Hopping in the cloud
Hoptoad has been running on the Engine Yard cloud for more than a week now, with excellent performance. We've been looking forward to this for quite some time, and want to share a little about our motivations and experiences.
## Why'd we do it?
Currently, Hoptoad is a monolithic application, with the notification API, data API, and user-facing website all running in the same Rails application. This fits well into a server environment with several identical application servers and a shared database server.
(Click for a larger image.)
However, this coupled application design has a few implications:
- Traffic in one component, like the exception notifier API, can adversely affect the performance of another component, like the web interface.
- You can't tune the resource allocation of one component, like the notifier API endpoint, independently of other components, like the web interface.

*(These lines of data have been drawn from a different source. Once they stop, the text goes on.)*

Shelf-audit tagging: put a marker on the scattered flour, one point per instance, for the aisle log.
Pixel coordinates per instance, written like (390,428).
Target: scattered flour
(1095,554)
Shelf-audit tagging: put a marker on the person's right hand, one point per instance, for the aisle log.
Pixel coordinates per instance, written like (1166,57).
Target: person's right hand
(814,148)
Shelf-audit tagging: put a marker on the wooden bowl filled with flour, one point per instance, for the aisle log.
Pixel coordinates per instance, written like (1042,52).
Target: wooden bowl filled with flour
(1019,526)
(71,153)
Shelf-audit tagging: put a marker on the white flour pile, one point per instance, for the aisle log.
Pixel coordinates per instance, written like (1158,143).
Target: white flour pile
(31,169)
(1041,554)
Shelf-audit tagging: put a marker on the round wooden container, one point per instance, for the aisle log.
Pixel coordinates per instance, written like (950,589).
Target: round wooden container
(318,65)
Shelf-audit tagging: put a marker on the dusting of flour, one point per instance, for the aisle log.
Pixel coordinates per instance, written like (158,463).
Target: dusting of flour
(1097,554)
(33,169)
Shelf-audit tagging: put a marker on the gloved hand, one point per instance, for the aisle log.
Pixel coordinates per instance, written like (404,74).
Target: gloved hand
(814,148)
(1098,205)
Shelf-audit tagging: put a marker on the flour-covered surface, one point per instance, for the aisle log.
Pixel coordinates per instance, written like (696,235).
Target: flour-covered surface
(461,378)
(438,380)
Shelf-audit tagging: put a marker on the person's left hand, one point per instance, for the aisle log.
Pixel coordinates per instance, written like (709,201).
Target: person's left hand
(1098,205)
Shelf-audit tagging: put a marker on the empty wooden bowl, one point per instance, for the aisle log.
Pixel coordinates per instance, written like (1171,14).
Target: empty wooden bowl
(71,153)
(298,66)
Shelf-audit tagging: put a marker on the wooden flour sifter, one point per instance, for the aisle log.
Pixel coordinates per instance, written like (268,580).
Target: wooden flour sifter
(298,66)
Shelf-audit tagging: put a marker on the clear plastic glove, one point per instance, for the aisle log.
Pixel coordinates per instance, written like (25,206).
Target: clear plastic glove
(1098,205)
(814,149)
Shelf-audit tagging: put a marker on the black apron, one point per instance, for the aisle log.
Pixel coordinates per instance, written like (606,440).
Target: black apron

Now, the performance characteristics of the application and the error notifier endpoints are drastically different. The notifier endpoint is a very performance-sensitive high-write component that processes a few thousand requests per minute. It is responsible for validating the incoming error XML, applying any rate-limiting rules, and determining the correct error group to bucket the error into.
The web interface, on the other hand, is almost entirely database reads. It also has much lower traffic overall, compared to the notifier endpoint. However, it is probably the place where you'll notice performance dips the most.
Together, these properties make the Hoptoad a ripe target for modularization. Our goal is to move toward a system where the notification endpoint is separated from the user-facing web UI, so as to isolate them for scaling and performance.
(Click for a larger image.)
Having a flexible architecture will also allow us to move some processing steps into a separate queue, which opens up an interesting possibility for batch processing.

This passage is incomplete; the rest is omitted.